HyperAttention: Long-Context Attention in Near-Linear Time

lappa · on Oct 10, 2023

"For example, HyperAttention makes the inference time of ChatGLM2 50% faster on 32k context length while perplexity increases from 5.6 to 6.3."

"when half of all attention layers are patched (i.e., 14 layers), we verify that most of the tasks do not degrade more than 13%."

According to the paper, for most tasks it reduces benchmark scores substantially. Perhaps to the point where a smaller model would yield better inference time and higher benchmarks.

However, summarization benchmarks see almost no degredation, great!

janalsncm · on Oct 10, 2023

Smaller models will likely not have 32k context windows.

brucethemoose2 · on Oct 10, 2023

Why is that?

keonix · on Oct 11, 2023

I assume it's because such large context takes lots of memory, so you might as well have smarter model if you are not gonna fit in small vram anyway

brucethemoose2 · on Oct 11, 2023

Personally, I have found that Mistral 7B (with its native 8K context, and decent results stretched out even more) is performing much better than llama 13B tunes for storytelling, where that long context is really important.

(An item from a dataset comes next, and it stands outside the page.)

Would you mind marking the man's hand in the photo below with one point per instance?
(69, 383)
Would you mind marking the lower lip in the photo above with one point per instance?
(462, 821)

And I think the optimized backends should implement that sliding 16k context soon...

Anyway, point is a huge context really helps certain types of queries, and VRAM usage is reasonable with a 7B model.

akomtu · on Oct 10, 2023

ML researchers are playing scientists: tweak a few parameters in an LLM, re-train it on a largish dataset (need access to $$$ GPUs), find metrics on which the tweaked LLM makes a barely noticeable improvement and make the other metrics where it actually gets worse look insignificant, write a paper, upload to arxiv, and update your resume.

marcinzm · on Oct 10, 2023

So true, if they were real scientists then they'd never publish negative results and only pass them along in their network to most efficiently gate keep the field!

brucethemoose2 · on Oct 11, 2023

> write a paper

Also publish yet another "SOTA framework" thats barebones and won't be maintained for very long!

The researchers who published the negative CFG LLM paper made an earnest effort to pull it into the popular frameworks. That really stands out in my memory, that is incredibly rare.

Tostino · on Oct 10, 2023

I'd rather the knowledge be out there, it helps you not go down dead end paths that you would otherwise have explored.

zaptheimpaler · on Oct 11, 2023

Every real ML position industry or academia explicitly asks for publications. The field gets what it asks for, and they get it good and hard.

sebzim4500 · on Oct 10, 2023

I genuinely can't tell if this is supposed to be a criticism.

They tried something, it improved some things and made other things worse.

timkam · on Oct 10, 2023

This paper presents formal results, apparently. Also, in the case of formal results, peer review by experts in the exact sub-field makes sense/increases trust, sure, but why not share on archive instead of waiting for a year (or however long the process takes in the particular instance)?

jsemrau · on Oct 11, 2023

Worse are comparison papers where the researchers are evaluating models against a benchmark. In another world, this would have been a blog post.